Il futuro creatore di Popeye rimase sul personaggio per poco meno di due anni, disegnando sia le strisce quotidiane che le tavole domenicali e intanto si fece le ossa creando serie minori e disegnando vignette per lo stesso giornale.

L’apporto maggiore alla serie da parte di Segar fu l’invenzione di una spalla per Charlot, un piccoletto di nome Luke the Gook, dalle fattezze un po’ scimmiesche simili a quelle dei personaggi di Gus Mager, di grande successo in quegli anni.

Per il resto, la serie era ancora grossomodo quella di Carothers, soltanto le gag verbali diventarono più frequenti rispetto al puro slapstick. L’autore di Chester non aveva ancora sviluppato l’umorismo surreale che lo avrebbe reso famoso, né si firmava con il sigaro, e il disegno non era ancora dinamico, stilizzato ed esagerato come sarebbe stato in seguito.
Possiamo immaginare che, quando la serie terminò nel settembre 1917, nessun lettore abbia pianto troppo. Il disegnatore si dedicò ad altre strip, tra cui la fortunata Loopin’ the Loop, insolita striscia verticale pensata per occupare una mezza colonna di giornale, da cui Segar fece satira sull’attualità di Chicago.
Nel giro di un anno, il Chicago Herald e il suo syndicate furono acquistati da William Randolph Hearst e confluirono nel suo impero editoriale; i fumetti degli autori della Windy City raggiunsero così lettori in tutti gli Stati Uniti. Il 19 dicembre 1919 apparve sul New York Journal la prima striscia del Thimble Theatre di Segar, la serie che lo rese famoso e su cui, quasi 10 anni dopo, sarebbe comparso Braccio di Ferro.

I fumetti di Charlie Chaplin furono quindi una breve parentesi per uno dei massimi fumettisti di strisce sindacate, poco più di una nota nella prima parte della sua – purtroppo breve – biografia. Può darsi, però, che qualche impavido completista, qualche chapliniano di ferro o qualche curioso le voglia leggere. Ecco quindi qualche indicazione per recuperarle.
L’unica edizione italiana, a quanto mi risulta, è stata pubblicata negli anni Settanta dal Club Anni Trenta, con introduzione nientemeno che di Carlo della Corte (autore nel 1961 di un seminale saggio sul medium intitolato I fumetti). È un albo orizzontale di grande formato (43,5 cm di larghezza!) che pubblica un centinaio di strisce di Segar, Carothers e anonime – anche se la pubblicazione è intitolata solo al primo – in ordine sparso e senza l’indicazione delle date di uscita delle singole strisce. Mancanze perdonabili, intendiamoci, in epoche pionieristiche per le ristampe filologiche di materiale classico. Se avete fortuna, potete trovarne qualche copia nei mercatini o su Ebay, altrimenti è disponibile presso WOW Spazio Fumetto di Milano.

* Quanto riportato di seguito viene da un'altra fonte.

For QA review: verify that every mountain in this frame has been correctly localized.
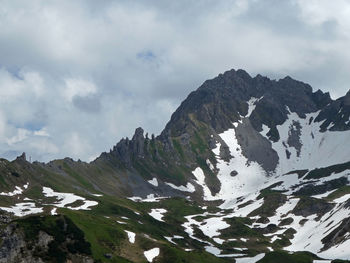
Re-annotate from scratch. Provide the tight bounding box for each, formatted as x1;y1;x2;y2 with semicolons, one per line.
0;69;350;263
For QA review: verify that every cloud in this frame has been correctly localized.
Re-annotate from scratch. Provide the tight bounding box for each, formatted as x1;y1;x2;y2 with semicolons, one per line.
0;0;349;162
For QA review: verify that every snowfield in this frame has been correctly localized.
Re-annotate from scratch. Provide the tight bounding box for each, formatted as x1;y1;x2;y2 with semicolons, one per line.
184;106;350;260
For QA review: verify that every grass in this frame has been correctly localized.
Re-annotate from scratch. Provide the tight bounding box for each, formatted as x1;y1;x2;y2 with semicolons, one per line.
250;193;287;217
172;138;185;160
258;182;285;199
257;250;318;263
304;161;350;179
325;185;350;201
16;215;92;263
61;209;125;262
61;162;95;191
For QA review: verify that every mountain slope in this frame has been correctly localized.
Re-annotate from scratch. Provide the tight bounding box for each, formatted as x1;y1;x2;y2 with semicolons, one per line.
0;69;350;262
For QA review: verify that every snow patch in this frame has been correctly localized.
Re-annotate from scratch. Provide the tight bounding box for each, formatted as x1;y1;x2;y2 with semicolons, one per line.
144;248;160;262
245;97;262;117
165;182;195;193
127;194;168;203
149;208;167;222
235;253;265;263
0;183;28;196
148;178;158;187
125;230;136;243
42;187;98;210
0;202;43;217
192;167;215;200
51;208;57;215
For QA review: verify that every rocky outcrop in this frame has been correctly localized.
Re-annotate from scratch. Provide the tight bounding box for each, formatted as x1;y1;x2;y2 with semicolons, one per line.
0;216;93;263
315;88;350;131
321;217;350;251
292;197;335;218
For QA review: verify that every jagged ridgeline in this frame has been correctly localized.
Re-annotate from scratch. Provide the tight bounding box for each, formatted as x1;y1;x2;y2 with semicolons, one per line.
1;69;350;263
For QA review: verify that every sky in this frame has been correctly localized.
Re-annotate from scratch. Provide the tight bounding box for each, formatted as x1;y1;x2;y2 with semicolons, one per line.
0;0;350;162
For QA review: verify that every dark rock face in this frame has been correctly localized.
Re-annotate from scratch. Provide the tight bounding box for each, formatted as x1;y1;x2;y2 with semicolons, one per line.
315;89;350;131
321;217;350;251
235;118;278;172
0;216;93;263
161;69;332;139
292;197;335;218
293;177;349;196
105;127;146;167
287;121;302;157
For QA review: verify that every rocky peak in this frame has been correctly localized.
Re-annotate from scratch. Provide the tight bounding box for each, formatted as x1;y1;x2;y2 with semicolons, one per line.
344;89;350;105
99;127;147;167
131;127;145;158
161;69;333;139
16;152;27;162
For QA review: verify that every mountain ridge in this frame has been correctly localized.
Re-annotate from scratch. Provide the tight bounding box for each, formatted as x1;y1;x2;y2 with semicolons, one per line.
1;68;350;262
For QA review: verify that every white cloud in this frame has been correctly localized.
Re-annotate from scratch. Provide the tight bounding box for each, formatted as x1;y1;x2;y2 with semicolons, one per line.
0;0;349;162
63;78;97;102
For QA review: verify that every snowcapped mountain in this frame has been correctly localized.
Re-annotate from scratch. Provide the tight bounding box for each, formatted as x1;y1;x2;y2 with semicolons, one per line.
0;69;350;263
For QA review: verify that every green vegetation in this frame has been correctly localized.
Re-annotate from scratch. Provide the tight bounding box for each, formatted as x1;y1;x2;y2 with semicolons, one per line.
257;251;318;263
304;161;350;180
221;217;260;238
16;215;91;263
172;138;185;160
258;182;285;199
250;193;287;217
285;169;309;179
325;185;350;201
61;162;95;191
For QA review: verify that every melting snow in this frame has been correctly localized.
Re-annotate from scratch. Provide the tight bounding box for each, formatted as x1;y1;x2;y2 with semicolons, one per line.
148;178;158;187
127;194;168;202
333;193;350;203
245;97;262;117
0;186;98;217
206;159;215;171
144;248;160;262
0;202;43;217
51;207;57;215
192;167;215;200
164;236;177;245
198;216;230;238
213;237;225;244
165;182;195;192
285;200;350;260
235;253;265;263
125;230;136;243
260;111;350;174
149;208;167;222
42;187;98;210
205;245;221;256
0;183;28;196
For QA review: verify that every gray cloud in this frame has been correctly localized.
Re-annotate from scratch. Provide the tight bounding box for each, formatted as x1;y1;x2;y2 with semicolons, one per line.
0;0;349;162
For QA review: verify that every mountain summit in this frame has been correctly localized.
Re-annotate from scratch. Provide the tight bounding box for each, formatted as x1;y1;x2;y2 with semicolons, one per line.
1;69;350;262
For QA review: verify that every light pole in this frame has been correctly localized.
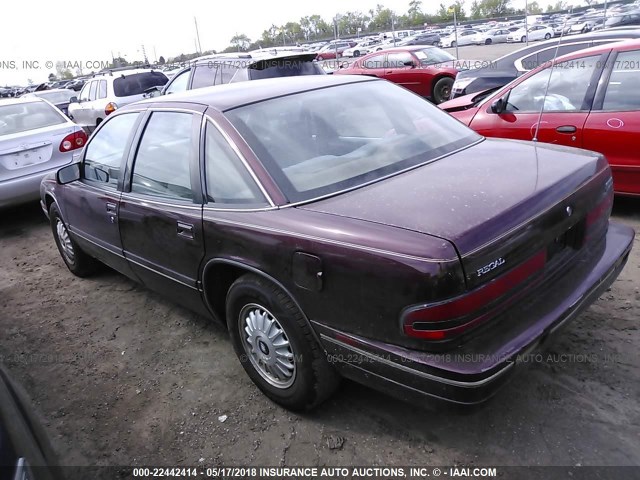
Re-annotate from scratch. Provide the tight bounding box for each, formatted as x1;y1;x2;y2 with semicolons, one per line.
524;0;529;46
450;5;459;59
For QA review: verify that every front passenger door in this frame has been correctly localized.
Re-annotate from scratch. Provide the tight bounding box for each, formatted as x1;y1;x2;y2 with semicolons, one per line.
118;111;208;315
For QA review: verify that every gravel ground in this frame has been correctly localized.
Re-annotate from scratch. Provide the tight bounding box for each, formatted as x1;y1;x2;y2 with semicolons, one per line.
1;196;639;475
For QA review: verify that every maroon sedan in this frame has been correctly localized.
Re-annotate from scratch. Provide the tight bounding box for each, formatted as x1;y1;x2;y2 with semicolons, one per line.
41;76;633;411
440;40;640;196
334;46;459;103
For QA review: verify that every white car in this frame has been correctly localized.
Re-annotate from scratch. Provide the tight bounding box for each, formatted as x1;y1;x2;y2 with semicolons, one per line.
67;69;168;129
440;30;479;48
507;25;554;43
471;28;511;45
343;40;381;57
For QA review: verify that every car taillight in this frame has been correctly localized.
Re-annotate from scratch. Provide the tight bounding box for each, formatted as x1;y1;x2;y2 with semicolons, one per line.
105;102;117;115
59;130;88;152
402;250;547;341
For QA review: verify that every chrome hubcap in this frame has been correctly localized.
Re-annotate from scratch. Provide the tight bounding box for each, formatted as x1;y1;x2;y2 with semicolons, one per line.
240;304;296;389
56;218;74;263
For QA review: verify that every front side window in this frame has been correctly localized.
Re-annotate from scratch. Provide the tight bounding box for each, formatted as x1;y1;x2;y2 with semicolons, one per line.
130;112;194;200
78;82;91;102
507;55;600;112
205;123;267;205
361;54;386;69
225;80;480;203
387;52;415;68
88;80;98;101
165;69;190;94
83;113;140;188
602;49;640;111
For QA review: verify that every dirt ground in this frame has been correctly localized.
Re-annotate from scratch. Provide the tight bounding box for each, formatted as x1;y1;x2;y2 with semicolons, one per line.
1;198;639;475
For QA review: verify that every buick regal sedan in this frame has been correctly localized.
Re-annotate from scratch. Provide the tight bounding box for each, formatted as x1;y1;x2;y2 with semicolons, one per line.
41;76;633;411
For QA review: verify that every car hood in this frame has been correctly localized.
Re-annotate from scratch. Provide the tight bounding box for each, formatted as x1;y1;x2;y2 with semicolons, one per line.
438;89;489;111
298;138;604;257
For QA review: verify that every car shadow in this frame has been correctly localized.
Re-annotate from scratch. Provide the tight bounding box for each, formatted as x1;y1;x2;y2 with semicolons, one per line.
0;202;48;238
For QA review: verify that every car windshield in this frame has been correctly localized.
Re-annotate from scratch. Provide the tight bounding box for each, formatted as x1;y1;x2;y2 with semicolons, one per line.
414;47;456;65
113;72;168;97
248;59;324;80
34;90;76;104
225;80;481;203
0;101;65;136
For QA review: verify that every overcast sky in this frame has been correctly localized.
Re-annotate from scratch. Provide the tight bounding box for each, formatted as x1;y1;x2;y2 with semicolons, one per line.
1;0;537;85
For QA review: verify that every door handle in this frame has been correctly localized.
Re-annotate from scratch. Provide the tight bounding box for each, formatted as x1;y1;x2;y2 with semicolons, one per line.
556;125;577;134
177;222;194;239
106;202;117;214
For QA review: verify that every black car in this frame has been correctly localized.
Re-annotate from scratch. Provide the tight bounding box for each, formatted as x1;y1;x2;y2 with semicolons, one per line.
605;10;640;28
451;28;640;98
159;52;324;96
0;368;58;480
65;79;86;91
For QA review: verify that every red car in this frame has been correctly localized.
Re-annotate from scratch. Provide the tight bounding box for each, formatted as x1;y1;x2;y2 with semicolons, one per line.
315;41;356;61
440;39;640;196
334;46;459;104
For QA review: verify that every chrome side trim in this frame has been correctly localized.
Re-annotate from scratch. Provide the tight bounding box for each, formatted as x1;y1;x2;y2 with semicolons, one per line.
68;229;127;259
320;334;514;388
125;255;199;290
119;193;203;210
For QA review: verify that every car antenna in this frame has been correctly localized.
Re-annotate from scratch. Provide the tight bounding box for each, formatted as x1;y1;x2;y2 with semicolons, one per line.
532;16;569;142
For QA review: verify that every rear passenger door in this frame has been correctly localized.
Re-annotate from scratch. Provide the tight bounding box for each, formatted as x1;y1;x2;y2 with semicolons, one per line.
118;109;209;314
584;48;640;195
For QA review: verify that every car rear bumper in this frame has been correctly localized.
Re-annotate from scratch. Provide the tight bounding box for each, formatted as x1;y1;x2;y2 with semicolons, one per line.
314;221;634;406
0;167;62;209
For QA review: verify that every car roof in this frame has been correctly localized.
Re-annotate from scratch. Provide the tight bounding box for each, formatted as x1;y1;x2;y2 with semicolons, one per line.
128;75;375;112
552;37;640;62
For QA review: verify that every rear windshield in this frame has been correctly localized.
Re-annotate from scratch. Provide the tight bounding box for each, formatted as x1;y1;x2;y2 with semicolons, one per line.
35;90;76;104
248;59;324;80
0;101;65;136
113;72;168;97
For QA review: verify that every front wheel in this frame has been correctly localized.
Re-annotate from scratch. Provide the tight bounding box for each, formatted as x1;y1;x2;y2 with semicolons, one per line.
317;55;324;61
450;41;457;48
521;36;527;43
544;33;551;39
485;38;492;45
432;77;454;104
50;203;99;277
353;50;360;57
226;274;339;411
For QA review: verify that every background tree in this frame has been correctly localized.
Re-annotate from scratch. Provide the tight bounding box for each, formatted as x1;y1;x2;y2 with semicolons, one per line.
526;1;543;14
230;33;251;51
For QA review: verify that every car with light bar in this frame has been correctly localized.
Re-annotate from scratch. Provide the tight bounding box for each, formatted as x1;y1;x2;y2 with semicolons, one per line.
67;68;168;130
41;75;633;410
0;96;87;208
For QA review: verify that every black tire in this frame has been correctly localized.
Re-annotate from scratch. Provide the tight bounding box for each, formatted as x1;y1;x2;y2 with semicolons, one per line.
49;203;99;277
485;38;492;45
226;274;339;411
317;55;324;61
353;50;360;57
450;41;456;48
432;77;454;104
544;33;551;39
432;41;440;46
521;36;527;43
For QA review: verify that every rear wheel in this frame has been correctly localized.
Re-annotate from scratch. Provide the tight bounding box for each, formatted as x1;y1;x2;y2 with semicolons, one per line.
226;274;339;411
49;203;99;277
432;77;454;104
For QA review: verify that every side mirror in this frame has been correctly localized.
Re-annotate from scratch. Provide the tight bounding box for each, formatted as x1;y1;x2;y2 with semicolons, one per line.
56;163;81;184
69;96;78;103
491;97;506;114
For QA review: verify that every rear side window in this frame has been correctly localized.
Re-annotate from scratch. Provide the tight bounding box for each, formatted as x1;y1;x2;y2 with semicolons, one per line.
191;65;217;89
98;80;107;99
204;122;267;205
113;72;168;97
130;112;194;200
248;59;324;80
603;49;640;111
83;113;140;189
0;101;65;136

Per chi legge in inglese, la situazione è più semplice ma più frammentaria:
- la Charlie Chaplin Foundation ha messo sul proprio sito le scansioni di alcune raccolte pubblicate nel 1917 dalla casa editrice newyorchese M. A. Donohue & Co. Vi compaiono strip di un po’ tutti gli autori, senza grande cura filologica, ma sono essi stessi documenti interessanti;
- se voleste acquistare fisicamente quegli albi, se ne trovano esemplari su Ebay tra i 150 e i 250 dollari;
- il sito Barnacle Press ha raccolto alcune strisce del solo Segar;
- un articolo del sito Comics Kingdom – tra le fonti di questo pezzo – ha le scansioni di una trentina di strisce, provenienti chiaramente da una raccolta che però non siamo riusciti a individuare;
- Il già citato saggio Screwball! The Cartoonists Who Made the Funnies Funny stampa un paio di strip e tavole domenicali. Poco utile per il solo Charlie Chaplin’s Comics Caper ma ottima lettura in generale sulle strisce umoristiche americane.
La cosa interessante è che queste fonti presentano contenuti diversi l’una dall’altra: sono pochissime le strisce che compaiono da più parti. Lasciamo ai completisti il piacere di confrontarle.